The chief prosecutor of the Supreme Iraqi Criminal Tribunal (ISCT), Jaafar al-Mousavi, has said there is evidence to suggest that terrorist Mojahedin-e-Khalq Organization (MKO) had a hand in murdering Iraqi citizens.
About 150 MKO members, including the ringleaders Maryam and Mas’oud Rajavis, are currently under arrest warrant, al-Mousavi told the Mehr News Agency on Tuesday.
“The Supreme Iraqi Criminal Tribunals will prosecute and put into trial criminals all over the world,” al-Mousavi stated, adding that in case such criminals have left Iraq, their countries of residence will be asked to hand them over to Iraqi courts.
"We have made probes into crimes that the former regime committed with cooperation of various groups, and during the investigations we have collected documents that prove the complicity of Mojahedin-e-Khalq in inhumane actions in southern and northern Iraq in 1991, the so-called Sha baniyyah Revolution,” he noted.
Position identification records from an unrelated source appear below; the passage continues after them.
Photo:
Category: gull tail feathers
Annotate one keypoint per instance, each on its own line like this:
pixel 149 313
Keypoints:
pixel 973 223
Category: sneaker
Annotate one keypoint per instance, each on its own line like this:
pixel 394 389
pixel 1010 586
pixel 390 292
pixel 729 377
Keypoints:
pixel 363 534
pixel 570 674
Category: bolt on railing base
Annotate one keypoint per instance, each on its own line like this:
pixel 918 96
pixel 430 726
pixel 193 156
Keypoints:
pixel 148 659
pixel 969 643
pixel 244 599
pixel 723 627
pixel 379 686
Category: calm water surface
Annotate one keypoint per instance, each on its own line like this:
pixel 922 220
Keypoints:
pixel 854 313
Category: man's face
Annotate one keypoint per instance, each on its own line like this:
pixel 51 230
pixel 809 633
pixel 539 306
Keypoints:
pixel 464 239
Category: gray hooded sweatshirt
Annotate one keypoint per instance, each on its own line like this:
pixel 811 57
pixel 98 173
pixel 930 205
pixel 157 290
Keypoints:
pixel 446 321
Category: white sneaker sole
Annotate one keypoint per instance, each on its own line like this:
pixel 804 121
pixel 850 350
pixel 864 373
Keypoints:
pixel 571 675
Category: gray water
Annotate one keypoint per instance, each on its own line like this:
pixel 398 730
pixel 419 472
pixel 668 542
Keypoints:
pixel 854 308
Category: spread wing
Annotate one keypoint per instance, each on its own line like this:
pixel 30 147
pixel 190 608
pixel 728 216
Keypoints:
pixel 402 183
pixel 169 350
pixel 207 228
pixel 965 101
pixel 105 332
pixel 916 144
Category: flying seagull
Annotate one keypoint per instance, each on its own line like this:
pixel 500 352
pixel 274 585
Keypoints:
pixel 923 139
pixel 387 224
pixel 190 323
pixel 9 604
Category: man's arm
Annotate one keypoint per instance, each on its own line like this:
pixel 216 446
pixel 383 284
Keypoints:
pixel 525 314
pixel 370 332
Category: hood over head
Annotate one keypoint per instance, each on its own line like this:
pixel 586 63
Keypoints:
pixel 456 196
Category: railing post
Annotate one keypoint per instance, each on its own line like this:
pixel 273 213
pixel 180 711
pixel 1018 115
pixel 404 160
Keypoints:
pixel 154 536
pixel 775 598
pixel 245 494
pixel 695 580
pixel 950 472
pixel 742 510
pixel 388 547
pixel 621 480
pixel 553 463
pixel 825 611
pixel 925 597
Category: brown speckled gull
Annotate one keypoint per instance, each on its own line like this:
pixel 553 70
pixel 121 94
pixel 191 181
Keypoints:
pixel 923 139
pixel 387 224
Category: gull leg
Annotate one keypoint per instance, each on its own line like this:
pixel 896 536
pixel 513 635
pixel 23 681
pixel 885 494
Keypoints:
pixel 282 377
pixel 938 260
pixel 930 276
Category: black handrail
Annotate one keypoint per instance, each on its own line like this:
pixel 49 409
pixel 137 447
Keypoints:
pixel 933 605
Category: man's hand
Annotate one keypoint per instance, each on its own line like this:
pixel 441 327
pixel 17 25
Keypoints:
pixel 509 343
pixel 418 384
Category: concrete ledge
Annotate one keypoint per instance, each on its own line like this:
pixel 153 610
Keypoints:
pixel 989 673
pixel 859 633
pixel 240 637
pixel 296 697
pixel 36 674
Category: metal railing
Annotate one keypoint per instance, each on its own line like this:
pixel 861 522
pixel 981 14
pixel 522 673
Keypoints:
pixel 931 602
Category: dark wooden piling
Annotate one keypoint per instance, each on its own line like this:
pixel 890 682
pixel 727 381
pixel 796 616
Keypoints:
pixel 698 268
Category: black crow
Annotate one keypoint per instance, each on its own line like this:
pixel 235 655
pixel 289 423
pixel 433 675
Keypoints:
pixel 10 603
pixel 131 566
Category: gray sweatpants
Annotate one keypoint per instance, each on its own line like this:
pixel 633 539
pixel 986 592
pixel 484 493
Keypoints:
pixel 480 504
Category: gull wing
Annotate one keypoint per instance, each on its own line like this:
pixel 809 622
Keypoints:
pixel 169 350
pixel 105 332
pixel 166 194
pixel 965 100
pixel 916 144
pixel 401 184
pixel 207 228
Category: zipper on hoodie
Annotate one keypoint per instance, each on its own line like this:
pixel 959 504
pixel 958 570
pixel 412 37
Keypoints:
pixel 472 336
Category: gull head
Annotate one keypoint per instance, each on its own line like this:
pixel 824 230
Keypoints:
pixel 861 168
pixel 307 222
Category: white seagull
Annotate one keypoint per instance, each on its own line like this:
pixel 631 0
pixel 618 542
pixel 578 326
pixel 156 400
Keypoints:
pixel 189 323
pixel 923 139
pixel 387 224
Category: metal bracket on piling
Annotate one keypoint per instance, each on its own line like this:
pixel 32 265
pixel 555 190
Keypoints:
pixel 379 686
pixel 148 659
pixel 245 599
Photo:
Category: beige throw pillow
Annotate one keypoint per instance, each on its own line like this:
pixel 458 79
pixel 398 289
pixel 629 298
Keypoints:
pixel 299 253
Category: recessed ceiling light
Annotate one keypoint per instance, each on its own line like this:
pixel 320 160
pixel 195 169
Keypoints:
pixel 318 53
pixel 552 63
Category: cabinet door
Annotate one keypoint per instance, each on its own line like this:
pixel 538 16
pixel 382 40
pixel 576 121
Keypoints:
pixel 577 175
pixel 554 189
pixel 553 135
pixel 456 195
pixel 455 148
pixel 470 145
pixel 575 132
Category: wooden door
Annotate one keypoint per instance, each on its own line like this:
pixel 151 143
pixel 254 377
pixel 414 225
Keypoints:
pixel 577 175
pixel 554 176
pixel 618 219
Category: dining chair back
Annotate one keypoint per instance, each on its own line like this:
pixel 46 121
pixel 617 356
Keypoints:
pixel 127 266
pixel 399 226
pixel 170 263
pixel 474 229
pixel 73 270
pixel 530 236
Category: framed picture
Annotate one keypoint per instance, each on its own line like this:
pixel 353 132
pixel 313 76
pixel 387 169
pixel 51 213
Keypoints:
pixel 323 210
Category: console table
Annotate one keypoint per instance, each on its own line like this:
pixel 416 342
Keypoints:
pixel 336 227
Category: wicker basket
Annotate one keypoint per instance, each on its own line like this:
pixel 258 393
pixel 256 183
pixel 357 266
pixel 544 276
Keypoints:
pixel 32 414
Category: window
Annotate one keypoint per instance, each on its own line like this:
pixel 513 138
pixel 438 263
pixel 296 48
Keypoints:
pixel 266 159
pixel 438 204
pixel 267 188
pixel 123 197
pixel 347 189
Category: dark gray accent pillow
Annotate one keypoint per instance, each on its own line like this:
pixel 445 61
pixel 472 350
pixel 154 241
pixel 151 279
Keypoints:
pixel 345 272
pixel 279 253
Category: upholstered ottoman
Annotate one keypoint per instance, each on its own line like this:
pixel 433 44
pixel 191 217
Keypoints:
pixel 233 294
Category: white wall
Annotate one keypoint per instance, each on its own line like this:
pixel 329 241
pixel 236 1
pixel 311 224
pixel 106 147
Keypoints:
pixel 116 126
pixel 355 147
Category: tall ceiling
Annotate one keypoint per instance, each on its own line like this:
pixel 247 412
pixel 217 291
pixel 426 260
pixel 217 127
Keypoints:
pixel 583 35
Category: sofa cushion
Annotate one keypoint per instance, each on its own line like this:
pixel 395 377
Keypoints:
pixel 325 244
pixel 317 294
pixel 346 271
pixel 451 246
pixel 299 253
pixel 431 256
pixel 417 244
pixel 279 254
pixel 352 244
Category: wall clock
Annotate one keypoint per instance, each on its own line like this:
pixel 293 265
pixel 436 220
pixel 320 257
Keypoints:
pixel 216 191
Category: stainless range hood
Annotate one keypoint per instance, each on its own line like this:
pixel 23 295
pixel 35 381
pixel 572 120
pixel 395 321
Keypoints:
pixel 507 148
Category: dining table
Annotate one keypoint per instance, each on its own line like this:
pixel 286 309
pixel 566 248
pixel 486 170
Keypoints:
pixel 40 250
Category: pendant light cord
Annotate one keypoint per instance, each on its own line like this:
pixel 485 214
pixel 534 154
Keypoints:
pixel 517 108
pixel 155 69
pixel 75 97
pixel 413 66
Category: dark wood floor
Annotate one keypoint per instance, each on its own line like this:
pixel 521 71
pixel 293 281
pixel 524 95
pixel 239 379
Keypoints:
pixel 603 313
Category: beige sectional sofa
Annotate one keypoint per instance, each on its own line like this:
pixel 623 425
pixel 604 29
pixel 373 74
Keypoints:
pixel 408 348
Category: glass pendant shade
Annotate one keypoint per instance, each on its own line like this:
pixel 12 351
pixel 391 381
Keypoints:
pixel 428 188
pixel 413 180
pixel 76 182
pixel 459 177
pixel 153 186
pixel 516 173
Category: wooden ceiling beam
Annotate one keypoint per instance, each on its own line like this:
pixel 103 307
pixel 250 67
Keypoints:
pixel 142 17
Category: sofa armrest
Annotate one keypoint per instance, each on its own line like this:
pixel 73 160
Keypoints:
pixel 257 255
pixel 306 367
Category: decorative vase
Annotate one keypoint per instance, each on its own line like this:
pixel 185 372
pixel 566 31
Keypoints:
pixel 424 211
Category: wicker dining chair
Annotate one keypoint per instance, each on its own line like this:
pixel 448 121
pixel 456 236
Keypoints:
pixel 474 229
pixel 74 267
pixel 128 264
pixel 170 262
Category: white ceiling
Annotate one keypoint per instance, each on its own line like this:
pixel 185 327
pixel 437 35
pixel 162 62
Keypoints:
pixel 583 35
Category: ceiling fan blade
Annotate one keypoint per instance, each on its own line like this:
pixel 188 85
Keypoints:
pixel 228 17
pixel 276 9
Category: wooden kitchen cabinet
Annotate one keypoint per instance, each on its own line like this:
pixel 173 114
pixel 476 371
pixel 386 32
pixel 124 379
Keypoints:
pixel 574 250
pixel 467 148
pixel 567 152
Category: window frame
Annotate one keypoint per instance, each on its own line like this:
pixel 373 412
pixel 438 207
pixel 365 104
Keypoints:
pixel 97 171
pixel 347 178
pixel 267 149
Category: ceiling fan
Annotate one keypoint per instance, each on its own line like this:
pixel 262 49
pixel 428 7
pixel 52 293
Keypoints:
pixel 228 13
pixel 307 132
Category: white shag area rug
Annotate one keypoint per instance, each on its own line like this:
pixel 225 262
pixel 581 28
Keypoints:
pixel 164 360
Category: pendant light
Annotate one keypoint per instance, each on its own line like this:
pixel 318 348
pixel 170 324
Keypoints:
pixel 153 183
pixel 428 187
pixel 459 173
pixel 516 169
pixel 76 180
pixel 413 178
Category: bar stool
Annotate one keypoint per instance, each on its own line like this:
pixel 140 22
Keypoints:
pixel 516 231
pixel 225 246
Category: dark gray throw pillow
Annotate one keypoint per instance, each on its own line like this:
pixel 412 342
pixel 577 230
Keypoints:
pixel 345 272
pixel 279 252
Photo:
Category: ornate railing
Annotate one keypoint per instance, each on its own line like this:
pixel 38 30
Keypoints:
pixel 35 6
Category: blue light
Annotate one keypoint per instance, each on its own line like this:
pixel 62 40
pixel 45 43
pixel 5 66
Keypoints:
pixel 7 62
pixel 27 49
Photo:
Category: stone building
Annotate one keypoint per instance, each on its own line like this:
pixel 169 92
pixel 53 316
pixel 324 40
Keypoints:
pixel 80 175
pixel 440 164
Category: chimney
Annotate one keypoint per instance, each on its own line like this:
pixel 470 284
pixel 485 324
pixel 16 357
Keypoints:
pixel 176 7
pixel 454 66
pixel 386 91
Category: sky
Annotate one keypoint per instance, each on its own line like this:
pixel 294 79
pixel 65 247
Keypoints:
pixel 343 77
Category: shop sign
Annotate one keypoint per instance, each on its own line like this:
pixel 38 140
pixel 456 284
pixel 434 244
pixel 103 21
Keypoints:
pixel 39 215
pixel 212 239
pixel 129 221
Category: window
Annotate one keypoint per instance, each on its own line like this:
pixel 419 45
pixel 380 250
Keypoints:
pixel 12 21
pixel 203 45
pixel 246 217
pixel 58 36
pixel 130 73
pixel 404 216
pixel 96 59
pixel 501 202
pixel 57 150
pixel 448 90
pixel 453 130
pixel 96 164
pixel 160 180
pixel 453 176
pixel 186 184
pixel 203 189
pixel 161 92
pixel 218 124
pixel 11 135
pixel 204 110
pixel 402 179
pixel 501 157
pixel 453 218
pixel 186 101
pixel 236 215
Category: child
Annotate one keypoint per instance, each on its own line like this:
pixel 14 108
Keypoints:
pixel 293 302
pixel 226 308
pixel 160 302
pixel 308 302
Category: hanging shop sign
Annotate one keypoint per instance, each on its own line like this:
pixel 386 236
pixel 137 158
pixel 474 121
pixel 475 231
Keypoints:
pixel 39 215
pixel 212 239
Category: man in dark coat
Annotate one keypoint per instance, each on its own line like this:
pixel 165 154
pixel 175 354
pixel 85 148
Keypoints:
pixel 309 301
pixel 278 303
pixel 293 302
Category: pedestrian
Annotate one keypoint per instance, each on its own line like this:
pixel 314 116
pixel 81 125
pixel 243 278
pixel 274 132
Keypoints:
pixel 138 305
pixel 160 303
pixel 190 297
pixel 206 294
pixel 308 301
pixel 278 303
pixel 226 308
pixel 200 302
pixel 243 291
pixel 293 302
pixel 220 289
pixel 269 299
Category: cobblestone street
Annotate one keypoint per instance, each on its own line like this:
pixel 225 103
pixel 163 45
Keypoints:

“The crimes fall into two categories, the first is about murder, torture and (illegal) detentions,” he said, adding there are documents that prove the terrorist organization was involved in the murder, torture, and detention of Iraqi national in the Iraqi Kurdistan.
The second category includes the waste of Iraqi national wealth, al-Mousavi said.
The MKO was a complicit in wasting the Iraqi wealth and they even had a share in the Iraqi oil, he explained.
The SICT bases it work on UN Security Council Resolution 1483, he said, explaining that the resolution, which came into force on May 22, 2003, emphasizes that all those who committed crimes in the Baathist regime should be brought to justice, al-Mousavi explained.
The MKO was founded by Mohammad Hanifnejad, Saied Mohsen and Ali-Asghar Badizadegan in Tehran in 1965. It is blamed for carrying several terrorist attacks against Iranian citizens.
The organization transferred its headquarters to Iraq in 1986. The organization received all of its military support and most of its financial assistance from Saddam’s regime until the 2003 Invasion of Iraq. Near the end of the 1980-1988 war with Iran, Baghdad armed the group with military equipment and sent it into action against Iranian forces.
The Supreme Iraqi Criminal Tribunal is a body established under Iraqi national law to try Iraqi nationals or residents accused of genocide, crimes against humanity, war crimes or other serious crimes committed between 1968 and 2003. It has organized the trial of Saddam Hussein and other members of his Baath Party regime.